Several ECB politicians have called for a rate hike in July to counter rising inflation. This rose to a record high of 7.5 percent in the 19-country euro zone in April.
Villeroy expects inflation to remain “high” for the remainder of 2022. By 2024, however, the rate of inflation is likely to fall back to around two percent. The ECB has set an inflation target of two percent, which it considers ideal for the economy.
Bundesbank boss for rapid exit from ultra-lax monetary policy
Deutsche Bundesbank President Joachim Nagel is pushing for an early end to the era of ultra-loose monetary policy. In his view, the ECB’s bond purchases could expire as early as the end of June, followed by a timely interest rate hike in July, he said at an event in Berlin on Wednesday. “In any case, the exit from the monetary policy, which is very stimulating to the economy, should take place quickly and smoothly,” says the text of the speech.
The European Central Bank (ECB) must act quickly to avoid second-round effects such as prices and wages escalating and inflation expectations getting out of control. At the same time, it must be ensured that consumers, companies and financial markets can cope with the exit from the very loose monetary policy.

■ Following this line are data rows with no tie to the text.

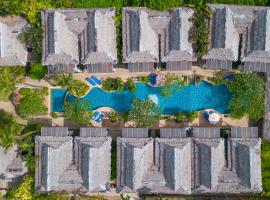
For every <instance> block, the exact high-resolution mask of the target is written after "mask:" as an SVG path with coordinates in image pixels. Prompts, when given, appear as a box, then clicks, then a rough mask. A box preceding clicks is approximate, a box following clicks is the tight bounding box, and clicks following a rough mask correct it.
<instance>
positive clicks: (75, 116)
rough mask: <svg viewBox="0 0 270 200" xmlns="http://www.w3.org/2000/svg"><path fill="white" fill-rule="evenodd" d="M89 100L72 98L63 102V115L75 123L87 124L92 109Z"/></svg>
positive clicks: (83, 124) (89, 118) (71, 121)
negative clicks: (73, 99)
mask: <svg viewBox="0 0 270 200" xmlns="http://www.w3.org/2000/svg"><path fill="white" fill-rule="evenodd" d="M90 107H91V103H90V101H86V100H82V99H78V98H76V99H74V100H72V101H66V102H65V104H64V112H65V117H66V118H67V119H69V120H70V121H71V122H72V123H73V124H75V125H87V124H89V121H90V119H91V117H92V114H93V111H92V110H89V109H90Z"/></svg>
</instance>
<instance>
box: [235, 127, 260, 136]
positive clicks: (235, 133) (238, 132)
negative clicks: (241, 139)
mask: <svg viewBox="0 0 270 200" xmlns="http://www.w3.org/2000/svg"><path fill="white" fill-rule="evenodd" d="M231 137H232V138H257V137H258V127H232V128H231Z"/></svg>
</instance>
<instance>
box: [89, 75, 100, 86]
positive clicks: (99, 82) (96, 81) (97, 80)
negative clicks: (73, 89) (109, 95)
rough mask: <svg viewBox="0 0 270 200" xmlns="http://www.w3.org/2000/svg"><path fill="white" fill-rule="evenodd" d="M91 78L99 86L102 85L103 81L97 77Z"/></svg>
mask: <svg viewBox="0 0 270 200" xmlns="http://www.w3.org/2000/svg"><path fill="white" fill-rule="evenodd" d="M91 78H92V79H93V80H94V81H95V82H96V83H97V84H98V85H100V84H101V81H100V80H99V79H98V78H97V77H96V76H91Z"/></svg>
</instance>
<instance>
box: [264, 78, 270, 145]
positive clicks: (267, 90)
mask: <svg viewBox="0 0 270 200" xmlns="http://www.w3.org/2000/svg"><path fill="white" fill-rule="evenodd" d="M266 76H267V78H266V89H265V115H264V121H263V139H266V140H269V141H270V74H266Z"/></svg>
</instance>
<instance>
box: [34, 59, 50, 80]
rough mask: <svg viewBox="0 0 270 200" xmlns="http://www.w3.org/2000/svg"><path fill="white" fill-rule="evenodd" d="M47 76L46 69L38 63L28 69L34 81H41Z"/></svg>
mask: <svg viewBox="0 0 270 200" xmlns="http://www.w3.org/2000/svg"><path fill="white" fill-rule="evenodd" d="M46 74H48V68H47V67H45V66H43V65H42V64H40V63H32V64H31V69H30V76H31V78H32V79H34V80H41V79H42V78H44V76H45V75H46Z"/></svg>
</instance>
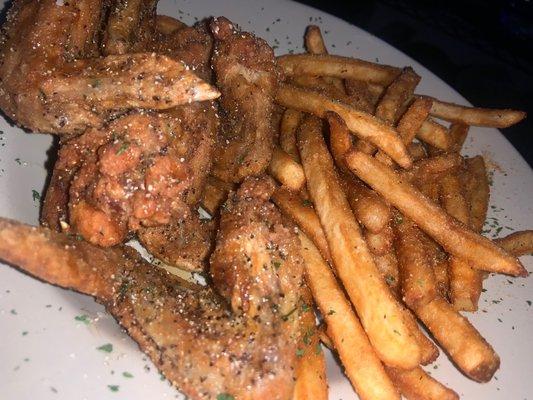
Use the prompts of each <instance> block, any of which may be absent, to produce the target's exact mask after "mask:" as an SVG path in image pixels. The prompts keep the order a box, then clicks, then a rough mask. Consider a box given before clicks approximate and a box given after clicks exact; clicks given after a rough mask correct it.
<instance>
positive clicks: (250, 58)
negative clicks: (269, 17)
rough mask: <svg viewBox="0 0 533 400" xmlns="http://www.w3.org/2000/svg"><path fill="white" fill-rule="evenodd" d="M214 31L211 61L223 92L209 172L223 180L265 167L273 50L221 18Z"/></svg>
mask: <svg viewBox="0 0 533 400" xmlns="http://www.w3.org/2000/svg"><path fill="white" fill-rule="evenodd" d="M211 32H212V33H213V35H214V37H215V50H214V52H213V57H212V63H213V69H214V72H215V75H216V82H217V86H218V88H219V89H220V91H221V93H222V96H221V98H220V104H221V108H222V110H221V118H222V130H221V132H220V134H219V137H218V141H217V147H216V150H215V163H214V169H213V174H214V175H215V176H216V177H217V178H220V179H222V180H224V181H226V182H240V181H242V180H243V179H244V178H245V177H247V176H251V175H258V174H261V173H262V172H264V171H265V169H266V168H267V166H268V163H269V162H270V159H271V157H272V150H273V140H274V126H273V109H274V106H273V99H272V96H273V94H274V90H275V87H276V82H277V73H278V72H277V68H276V64H275V59H274V52H273V51H272V49H271V48H270V47H269V46H268V44H267V43H266V42H265V41H264V40H262V39H259V38H256V37H255V36H253V35H252V34H251V33H246V32H240V31H238V30H237V29H236V27H235V26H234V25H233V24H232V23H231V22H230V21H228V20H227V19H226V18H223V17H220V18H215V19H214V20H213V21H212V23H211Z"/></svg>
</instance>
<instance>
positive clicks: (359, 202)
mask: <svg viewBox="0 0 533 400" xmlns="http://www.w3.org/2000/svg"><path fill="white" fill-rule="evenodd" d="M341 178H342V180H341V184H342V187H343V189H344V193H345V194H346V197H347V199H348V203H349V204H350V207H351V209H352V211H353V213H354V215H355V217H356V218H357V220H358V221H359V222H360V223H361V224H362V225H363V226H364V227H365V228H366V229H368V231H369V232H374V233H378V232H380V231H382V230H383V229H385V227H387V226H388V224H389V221H390V219H391V216H392V213H391V209H390V206H389V205H388V204H387V203H386V202H385V200H383V197H381V196H380V195H379V194H377V193H376V192H374V191H373V190H372V189H370V188H368V187H367V186H366V185H365V184H364V183H363V182H361V181H360V180H359V179H357V178H355V177H353V176H350V175H342V176H341Z"/></svg>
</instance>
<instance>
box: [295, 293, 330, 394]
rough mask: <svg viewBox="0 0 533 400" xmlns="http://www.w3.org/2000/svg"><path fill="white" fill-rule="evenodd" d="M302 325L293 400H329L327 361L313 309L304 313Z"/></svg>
mask: <svg viewBox="0 0 533 400" xmlns="http://www.w3.org/2000/svg"><path fill="white" fill-rule="evenodd" d="M305 291H306V292H308V291H309V289H308V288H305ZM304 297H307V296H304ZM311 302H312V299H311ZM306 303H307V302H306ZM307 304H309V303H307ZM300 323H301V325H302V330H301V332H302V336H301V340H300V343H298V354H302V353H303V354H302V355H301V356H300V357H299V359H298V360H297V365H296V371H295V379H296V381H295V382H294V391H293V394H292V400H315V399H318V400H327V399H328V380H327V377H326V360H325V358H324V352H323V351H322V349H321V347H320V337H319V335H318V327H317V326H316V324H315V314H314V312H313V311H312V309H309V310H308V311H307V312H304V313H302V315H301V317H300Z"/></svg>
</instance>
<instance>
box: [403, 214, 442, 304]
mask: <svg viewBox="0 0 533 400" xmlns="http://www.w3.org/2000/svg"><path fill="white" fill-rule="evenodd" d="M394 230H395V232H396V235H395V240H394V246H395V248H396V255H397V258H398V265H399V270H400V287H401V291H402V300H403V301H404V302H405V304H407V306H409V308H411V309H414V308H416V307H419V306H421V305H423V304H427V303H429V302H430V301H432V300H433V299H434V298H435V297H436V296H437V295H438V293H437V285H436V282H435V276H434V274H433V270H432V269H431V266H430V265H429V260H428V257H427V253H426V251H425V247H424V242H423V239H422V238H421V236H422V232H420V231H419V230H418V228H417V227H416V226H415V225H414V224H413V222H412V221H411V220H410V219H409V218H406V217H403V216H401V215H400V214H398V215H397V216H396V218H395V224H394Z"/></svg>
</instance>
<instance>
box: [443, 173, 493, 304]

The day before, Nagel had said on the ECB’s interest rate policy that the next thing he wanted to achieve was to move the deposit rate back into positive territory. The focus of monetary policy must then be shifted away from the deposit rate and back to the key interest rate. The deposit rate in the euro area is currently minus 0.5 percent. This means that banks have to pay penalty interest if they park excess funds with the central bank. The key interest rate is currently 0.0 percent.